Итак, Лермонтов бывает, где не надо, видит, что не надо, и после доверяет бумаге — и всей честной и почтеннейшей публике то, чего бы не следовало.
И происходит это исключительно вследствие проклятых особенностей его нрава. Любопытен и болтлив, а в писаниях своих не щадит никого, и себя — того менее. Представитель «отрицательного направления» — того и гляди, войдет в моду! Достаточно дурен для того.
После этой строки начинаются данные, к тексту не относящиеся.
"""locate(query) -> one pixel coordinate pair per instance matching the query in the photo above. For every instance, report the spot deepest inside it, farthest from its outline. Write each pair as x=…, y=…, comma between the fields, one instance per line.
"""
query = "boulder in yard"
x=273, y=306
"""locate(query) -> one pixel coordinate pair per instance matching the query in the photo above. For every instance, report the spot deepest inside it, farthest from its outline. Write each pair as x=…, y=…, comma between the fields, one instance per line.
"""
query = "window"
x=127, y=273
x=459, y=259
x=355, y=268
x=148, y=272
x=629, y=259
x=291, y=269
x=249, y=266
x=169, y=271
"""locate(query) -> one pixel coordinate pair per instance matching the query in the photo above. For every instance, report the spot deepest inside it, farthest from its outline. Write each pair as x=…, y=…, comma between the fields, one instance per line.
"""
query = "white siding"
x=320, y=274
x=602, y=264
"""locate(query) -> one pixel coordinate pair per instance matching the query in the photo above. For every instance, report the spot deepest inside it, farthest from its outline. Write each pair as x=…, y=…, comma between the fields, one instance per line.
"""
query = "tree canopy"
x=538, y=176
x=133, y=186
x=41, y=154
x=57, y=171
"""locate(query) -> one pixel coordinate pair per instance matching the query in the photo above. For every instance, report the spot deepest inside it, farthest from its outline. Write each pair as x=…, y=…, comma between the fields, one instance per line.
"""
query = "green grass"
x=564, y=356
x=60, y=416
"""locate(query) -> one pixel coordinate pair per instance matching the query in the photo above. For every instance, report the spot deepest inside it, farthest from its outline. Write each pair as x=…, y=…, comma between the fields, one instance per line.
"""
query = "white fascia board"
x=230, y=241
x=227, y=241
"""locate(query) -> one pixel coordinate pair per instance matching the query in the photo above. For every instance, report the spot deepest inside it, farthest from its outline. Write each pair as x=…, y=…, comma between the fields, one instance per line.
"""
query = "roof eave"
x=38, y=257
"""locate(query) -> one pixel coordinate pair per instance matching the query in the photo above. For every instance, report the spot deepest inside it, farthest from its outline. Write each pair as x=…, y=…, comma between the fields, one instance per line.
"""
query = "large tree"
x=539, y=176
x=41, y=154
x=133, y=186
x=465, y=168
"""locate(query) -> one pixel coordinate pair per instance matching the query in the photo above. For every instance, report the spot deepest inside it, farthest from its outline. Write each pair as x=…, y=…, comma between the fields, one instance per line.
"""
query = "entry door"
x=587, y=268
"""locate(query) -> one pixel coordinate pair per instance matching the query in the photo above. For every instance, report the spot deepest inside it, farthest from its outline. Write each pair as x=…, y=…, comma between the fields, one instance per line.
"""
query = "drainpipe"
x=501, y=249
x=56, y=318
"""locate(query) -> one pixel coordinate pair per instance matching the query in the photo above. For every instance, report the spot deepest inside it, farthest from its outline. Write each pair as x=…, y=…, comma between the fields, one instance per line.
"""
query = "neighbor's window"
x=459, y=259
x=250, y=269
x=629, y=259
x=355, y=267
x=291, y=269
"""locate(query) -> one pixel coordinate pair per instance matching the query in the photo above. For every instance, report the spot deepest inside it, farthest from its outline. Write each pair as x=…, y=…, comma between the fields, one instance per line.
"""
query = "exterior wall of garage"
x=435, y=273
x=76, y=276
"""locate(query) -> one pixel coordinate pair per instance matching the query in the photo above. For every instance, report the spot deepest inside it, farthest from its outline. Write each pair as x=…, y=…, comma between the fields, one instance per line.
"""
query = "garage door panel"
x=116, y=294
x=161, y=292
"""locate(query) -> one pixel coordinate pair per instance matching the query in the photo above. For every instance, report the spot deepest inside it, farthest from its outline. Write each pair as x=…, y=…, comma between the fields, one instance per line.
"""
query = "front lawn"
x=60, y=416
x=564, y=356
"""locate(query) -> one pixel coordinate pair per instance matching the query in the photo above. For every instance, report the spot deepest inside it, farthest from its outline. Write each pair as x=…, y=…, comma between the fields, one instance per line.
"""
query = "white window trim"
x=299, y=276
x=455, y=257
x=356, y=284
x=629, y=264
И стоило господину Беляеву от холодного анализа фактов перейти к рассмотрению личности самого поручика Лермонтова, как прежнее отвращение поднялось в нем, точно перед ним предстала противоестественная гадина, вроде младенца о двух головах или поросенка с лишней ножкой сбоку…
И спотыкаться об это недоразумение в офицерском мундире господин Беляев более не намерен. Существуют способы. Да, существуют различные способы.
В конце концов, на Кавказе идет война — быть может, вообще не придется предпринимать никаких излишних действий; достаточно лишь подождать. Как там говорили восточные мудрецы? «Сядь на берег реки и жди, пока вода пронесет мимо тебя труп твоего врага…»
Подождем. Но — недолго. От силы — год.
Он сжал зубы. В зеркале, робко заглядывавшем в комнаты из гардеробной, далеко, за раскрытыми дверями, отразилось серое лицо, напряженные скулы, бешеные глаза. Длилось это миг; затем господин Беляев взял себя в руки, но зеркало, казалось, запомнило жуткое отражение и затаило его в своих глубинах.
Глава десятая
РЕКИ СМЕРТИ
— Я этого Лермонтова, сказать по правде, на дух не переношу, — говорил в дружеском кругу Руфин Дорохов. Его почти не слушали, чаша ходила по кругу, и никто не замечал, что вино в ней дурное. — Столичный франт, трубка с янтарем, а у самого ногти в траурной кайме. И глядит — эдак удивленно, как будто опомниться не может: «Где это я оказался? И кто сии пренеприятнейшие рожи?» — Дорохов для убедительности скроил отвратительное лицо. — Родня у него при штабе, у этого Лермонтова! Помяните мое слово, он себя еще покажет… Для чего он просил перевода из батальона в штаб? Поближе к начальству! Адъютант! Тьфу!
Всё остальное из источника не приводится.